Maurice wollte selten ein weibliches Wesen näher kennenlernen. Viele von ihnen verstanden seinen Humor nicht oder fanden ihn zu schräg. Maurice vertrat im Gegenzug die Ansicht, dass die meisten Frauen nicht viel taugten. Auf Partys hatte er mit einer handvoll gesprochen. Sie waren alle willens gewesen, mit ihm das Bett zu teilen, aber den Rest seines Lebens hätte er mit keiner verbringen wollen.
Bei Mara war das anders. Wie sie da so an ihm lehnte, die Fingerspitzen auf seine Brust gestützt, ertappte er sich augenblicklich beim unterbewussten Ausdenken von Kindernamen. Das war natürlich vollkommen übertrieben, er wusste das, aber er konnte nichts dagegen ausrichten. Kaum waren die Kindernamen passé, drängte sich ein Bild in seinen Kopf, dass Mara und ihn auf einer Hollywoodschaukel in sechzig Jahren illustrierte.

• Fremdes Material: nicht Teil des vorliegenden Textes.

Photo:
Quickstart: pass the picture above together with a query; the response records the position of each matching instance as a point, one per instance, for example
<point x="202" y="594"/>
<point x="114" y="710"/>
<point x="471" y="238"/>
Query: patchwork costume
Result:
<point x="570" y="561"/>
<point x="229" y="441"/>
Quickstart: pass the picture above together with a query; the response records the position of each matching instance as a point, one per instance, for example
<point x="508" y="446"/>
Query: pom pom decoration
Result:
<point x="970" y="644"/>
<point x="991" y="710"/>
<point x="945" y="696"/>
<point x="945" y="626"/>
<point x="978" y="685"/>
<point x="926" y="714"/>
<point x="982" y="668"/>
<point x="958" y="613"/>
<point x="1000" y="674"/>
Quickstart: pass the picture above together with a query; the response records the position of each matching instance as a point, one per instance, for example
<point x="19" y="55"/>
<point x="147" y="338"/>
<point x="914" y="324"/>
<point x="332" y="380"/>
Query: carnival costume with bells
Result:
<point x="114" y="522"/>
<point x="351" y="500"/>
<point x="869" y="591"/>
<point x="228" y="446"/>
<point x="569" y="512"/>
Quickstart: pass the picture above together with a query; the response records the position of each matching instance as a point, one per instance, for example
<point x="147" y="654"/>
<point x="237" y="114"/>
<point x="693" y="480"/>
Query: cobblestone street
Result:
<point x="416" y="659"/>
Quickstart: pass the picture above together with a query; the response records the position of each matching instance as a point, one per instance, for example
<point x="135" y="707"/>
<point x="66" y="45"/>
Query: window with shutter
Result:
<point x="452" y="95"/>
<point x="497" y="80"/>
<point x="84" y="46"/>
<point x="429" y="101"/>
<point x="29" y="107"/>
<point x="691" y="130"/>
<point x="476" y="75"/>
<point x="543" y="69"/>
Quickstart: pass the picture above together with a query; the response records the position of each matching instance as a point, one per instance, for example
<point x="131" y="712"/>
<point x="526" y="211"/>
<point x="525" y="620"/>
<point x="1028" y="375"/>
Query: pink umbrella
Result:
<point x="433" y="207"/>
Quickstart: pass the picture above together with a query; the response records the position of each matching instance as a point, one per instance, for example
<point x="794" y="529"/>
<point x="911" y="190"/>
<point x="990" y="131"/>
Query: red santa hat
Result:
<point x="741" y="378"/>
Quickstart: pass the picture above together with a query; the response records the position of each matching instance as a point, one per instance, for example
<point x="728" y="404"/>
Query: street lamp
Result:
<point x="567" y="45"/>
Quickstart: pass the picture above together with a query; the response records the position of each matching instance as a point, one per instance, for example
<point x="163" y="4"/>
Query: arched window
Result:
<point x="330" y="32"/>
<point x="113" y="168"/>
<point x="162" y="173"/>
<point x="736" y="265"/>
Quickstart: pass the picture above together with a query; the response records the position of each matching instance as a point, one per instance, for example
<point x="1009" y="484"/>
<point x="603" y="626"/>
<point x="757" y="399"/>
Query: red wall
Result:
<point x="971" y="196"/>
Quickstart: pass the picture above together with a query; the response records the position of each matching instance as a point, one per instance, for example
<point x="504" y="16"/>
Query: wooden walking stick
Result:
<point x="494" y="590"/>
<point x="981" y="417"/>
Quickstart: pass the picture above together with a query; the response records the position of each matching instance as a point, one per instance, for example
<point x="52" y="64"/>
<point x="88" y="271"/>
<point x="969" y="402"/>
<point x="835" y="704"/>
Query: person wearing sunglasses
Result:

Sie räusperte sich. Maurice war seit einer halben Minute geistig abwesend und sein verlorener Blick bereitete Mara Sorge, ob etwas nicht stimmte.
"Wir haben doch beide noch was vor heute Abend, oder?", fragte sie neugierig.
Maurice grinste dreckig, um sich davon abzulenken, dass ihm seine Gedanken peinlich waren. "Der Bus kommt bald. Wir wären schon da, wenn diese gewisse einzelne Dame nicht darauf bestanden hätte, unser Tempo mit ihren kühnen Aktionen mutwillig zu bremsen."
"Nicht zu vergessen dieser gewisse einzelne Herr, der sich freiwillig darauf eingelassen und alles noch weiter entschleunigt hat."
Mara konnte ihm problemlos Paroli bieten, was sie nie geahnt hätte. Sie war eigentlich nicht besonders schlagfertig, aber bei Maurice schienen ihr endlose Gespräche nicht mehr wie ein Ding der Unmöglichkeit.
Er lachte, offen und ehrlich. Es war kein Lachen, wie das, dass er in den Interviews zum Besten gab, nicht so tief ironisch und Mara fand, dass es wohl das schönste Lachen war, dass sie je gehört hatte. War sie ernsthaft dabei, sich in Maurice zu verlieben? Den Rapper, der Teil ihrer absoluten Lieblingsband war? Dessen Ausstrahlung ihre Knie immer wieder in Wackelpudding verwandelte? Und wenn es so war, war das etwas Positives?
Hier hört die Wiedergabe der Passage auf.